Most people think that the scientific code is the hard part. But most scientists have some degree of coding skills and if you can write in C, Fortran, Visual Basic, Java then you can write it in Javascript. So the coding is the easy bit.

The truly hard bit is providing the app infrastructure. It used to be hard enough when you were targeting large laptop screens on a single browser, but it's even harder when the app has to work on iOS, Android, PC, Mac, Chrome, Firefox, Edge, Safari... It has taken me 5 years to get my own coding structure and I've been through 4 iterations. The most recent iteration required the skills of a young, web-native coder who transformed my messy and inelegant infrastructure into something lean, simple and clear. Anyone can make something complicated, it takes a genius (Sean Cooper) to make something simple.

App-Writer 2

Feel free to read about the older App-Writer below. But it was time to take advantage of newer coding styles and infrastructures so App-Writer 2 was created. I've removed the automation, so you have to create everything yourself using the core that I've provided. But it's all so much cleaner and nicer so the upsides outweigh the downsides.

Your personal App-Writer

App-Writer inputs So here's the deal. I have done all the really hard work for you and created a clean app-friendly infrastructure. Even better, I'm giving you App-Writer Console a front-end where you can design your app with all the basic inputs and outputs (text boxes, radio buttons, checkboxes, select boxes, sliders, graphs, "Canvas", buttons), using some simple codes to specify what you want. You instantly get all the HTML and Javascript ready to paste into the respective files which you have on your own development machine. You save those two files and you have a functioning app. Sure, it doesn't do any calculations, but it is ready for you to take all the input values, do the calculations and put the outputs into text boxes, graphics, graphs or data dumps. The app is 100% independent to put onto your own website and has no links to my site - it is your app, not an Abbott app.

App-Writer outputA key point here is that I use this tool for all my own apps. I simply don't have time to remember how to create a fresh app, how to place graphs in the right place, how to format four columns of sliders and how to read the input from a combobox. I just use my own tool to get the hard work done, then I can focus on the scientific coding.

Yes, I'm being a bit too simplistic. The first app or two will be challenging. But I've provided lots of extras and prototypes in the basic app so that you can focus on getting your scientific code correct rather than having to remember how to plot a graph or work out how to know if a checkbox is selected.

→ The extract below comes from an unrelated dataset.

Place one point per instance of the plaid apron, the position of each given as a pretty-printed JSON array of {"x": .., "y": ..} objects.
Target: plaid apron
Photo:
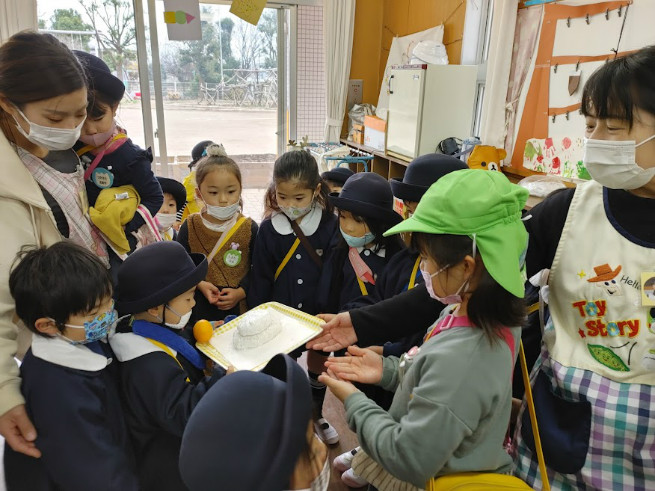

It tends to be the little things that soak up programming time and because I've taken care of those, you have more time for your own code.

You may wonder why App-Writer makes you copy/paste HTML and Javascript code rather than just creating the files for you. This is the downside of the "safe" aspects of Javascript. It will not allow you to do anything directly to your own device, so saving files is forbidden. But given that you'll need a decent coding text editor anyway, this isn't such a hardship or limitation.